The Groomsmen is a 2006 comedy film written and directed by Edward Burns. It opened in New York City and Los Angeles on July 14, 2006. Filming took place at many locations in the City Island section of the Bronx.

==Plot==
A groom and his four groomsmen wrestle with issues such as fatherhood, homosexuality, honesty and growing up in the week leading up to his wedding.

Paulie, a self-supporting writer, is making plans for his marriage to Sue, his girlfriend who is in her 5th month of pregnancy. Paulie is strongly advised by his older brother Jimbo to not go through with the wedding. Jimbo, who has trouble keeping a job, is envious of Paulie, partly because his own childless marriage is unraveling.

T.C., who left the neighborhood without explanation eight years earlier, returns for the wedding. Apparently, before leaving, T.C. had stolen a Tom Seaver baseball card from Paulie's cousin Mike. Mike still harbors such resentment over the loss that he immediately starts a fight with T.C. Later, T.C. hesitantly reveals that he abruptly left the neighborhood because he's gay and that he stole Mike's card because, even though they were best friends, he hated him for his constant verbal gay bashing.

The neighborhood bar is owned by Dez, who is married with two children and is the most content and functional member of the gang. He is continually trying to "get the band back together". He has even pushed his own sons into learning the guitar and is seen riding them to become better.

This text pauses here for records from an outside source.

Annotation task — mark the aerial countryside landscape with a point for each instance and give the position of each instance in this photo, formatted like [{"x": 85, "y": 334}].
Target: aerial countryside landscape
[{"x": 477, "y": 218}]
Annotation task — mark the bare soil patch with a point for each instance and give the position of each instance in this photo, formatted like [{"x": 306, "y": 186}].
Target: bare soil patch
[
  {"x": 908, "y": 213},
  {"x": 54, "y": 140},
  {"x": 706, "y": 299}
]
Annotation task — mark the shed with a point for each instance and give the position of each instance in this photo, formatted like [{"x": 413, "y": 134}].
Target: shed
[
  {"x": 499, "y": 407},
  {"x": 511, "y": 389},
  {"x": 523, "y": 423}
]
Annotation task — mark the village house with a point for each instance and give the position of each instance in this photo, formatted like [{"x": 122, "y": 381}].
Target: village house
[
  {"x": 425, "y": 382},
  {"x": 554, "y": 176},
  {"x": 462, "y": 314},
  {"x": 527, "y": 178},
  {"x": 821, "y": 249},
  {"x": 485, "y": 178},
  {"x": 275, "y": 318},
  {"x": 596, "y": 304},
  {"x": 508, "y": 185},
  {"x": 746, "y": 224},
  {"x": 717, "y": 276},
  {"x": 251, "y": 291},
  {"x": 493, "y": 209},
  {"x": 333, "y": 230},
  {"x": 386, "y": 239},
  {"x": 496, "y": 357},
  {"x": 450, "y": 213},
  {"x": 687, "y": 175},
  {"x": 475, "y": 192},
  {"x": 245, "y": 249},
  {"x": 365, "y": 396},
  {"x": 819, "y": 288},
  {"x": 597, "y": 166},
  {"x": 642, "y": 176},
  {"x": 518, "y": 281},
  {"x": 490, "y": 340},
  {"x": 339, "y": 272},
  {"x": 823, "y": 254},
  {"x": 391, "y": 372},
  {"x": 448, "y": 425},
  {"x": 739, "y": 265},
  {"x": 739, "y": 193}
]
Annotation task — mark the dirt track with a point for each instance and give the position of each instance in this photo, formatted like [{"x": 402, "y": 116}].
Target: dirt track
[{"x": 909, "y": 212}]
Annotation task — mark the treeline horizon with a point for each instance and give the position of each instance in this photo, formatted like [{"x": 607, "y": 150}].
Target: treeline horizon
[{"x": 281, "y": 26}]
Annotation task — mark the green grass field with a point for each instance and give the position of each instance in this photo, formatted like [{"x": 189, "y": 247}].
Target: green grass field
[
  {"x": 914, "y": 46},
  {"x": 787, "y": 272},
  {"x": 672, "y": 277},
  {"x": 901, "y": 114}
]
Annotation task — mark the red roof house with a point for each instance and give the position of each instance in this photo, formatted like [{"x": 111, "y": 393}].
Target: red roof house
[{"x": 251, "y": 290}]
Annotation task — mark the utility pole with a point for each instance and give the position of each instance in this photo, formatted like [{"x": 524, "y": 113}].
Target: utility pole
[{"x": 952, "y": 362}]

T.C. knocks on the door of his estranged father's house. It's the first time that T.C. has seen his father since he told his father that he is gay and his father reacted negatively to the news. T.C.'s father answers the door and comes outside and father and son tearfully embrace.

==Cast==
- Edward Burns as Paulie
- Heather Burns as Jules
- John Leguizamo as T.C.
- Matthew Lillard as Dez
- Donal Logue as Jimbo, Paulie's older brother
- Jay Mohr as Mike, Paulie & Jimbo's paternal cousin
- Brittany Murphy as Sue
- Shari Albert as Tina
- Jessica Capshaw as Jen
- Arthur Nascarella as Mr. B
- John O'Donohue as Pops, Mike's father and Paulie & Jimbo's paternal uncle
- Spencer Fox as Jack
- Joseph O'Keefe as Roman Catholic Priest
- Joe Pistone as Topcat
- Kevin Kash as Strip Club MC
- Amy Leonard as Crystal
- Jamie Tirelli as T.C.'s Dad
- John Mahoney as Father of Paulie and Jimbo (cut from film; seen in bonus footage)

==Production==
Burns' then-girlfriend, supermodel Christy Turlington, was also five months pregnant when they married in June 2003. Turlington inspired Burns to rework the manuscript for this movie, which he hadn't worked on in many months.

== Release ==

The film opened on July 14, 2006, in a limited release of 26 theaters in the US. It grossed less than one million dollars foreign and domestic.

==Reception==
On review aggregator website Rotten Tomatoes, The Groomsmen has an approval rating of 52% based on 33 reviews. The website's critics consensus reads, "Director and star Burns returns to his home turf -- dialogue-driven examinations of the relationships between men and women -- with uneven results."

In his review for The New York Times, Stephen Holden wrote, "What gives Mr. Burns’s movies their spark is his gut-level empathy for these people, most of whom he understands deeply and relies on for inspiration", but noted that with this film, Burns "is unable (or perhaps afraid) to contrive a story to match his attunement to place and personality. You tolerate the false sentimentality and his characters’ one-dimensional troubles the way you tolerate the conventions of a sitcom."
 Holden also opined that Leguizamo's character felt underwritten.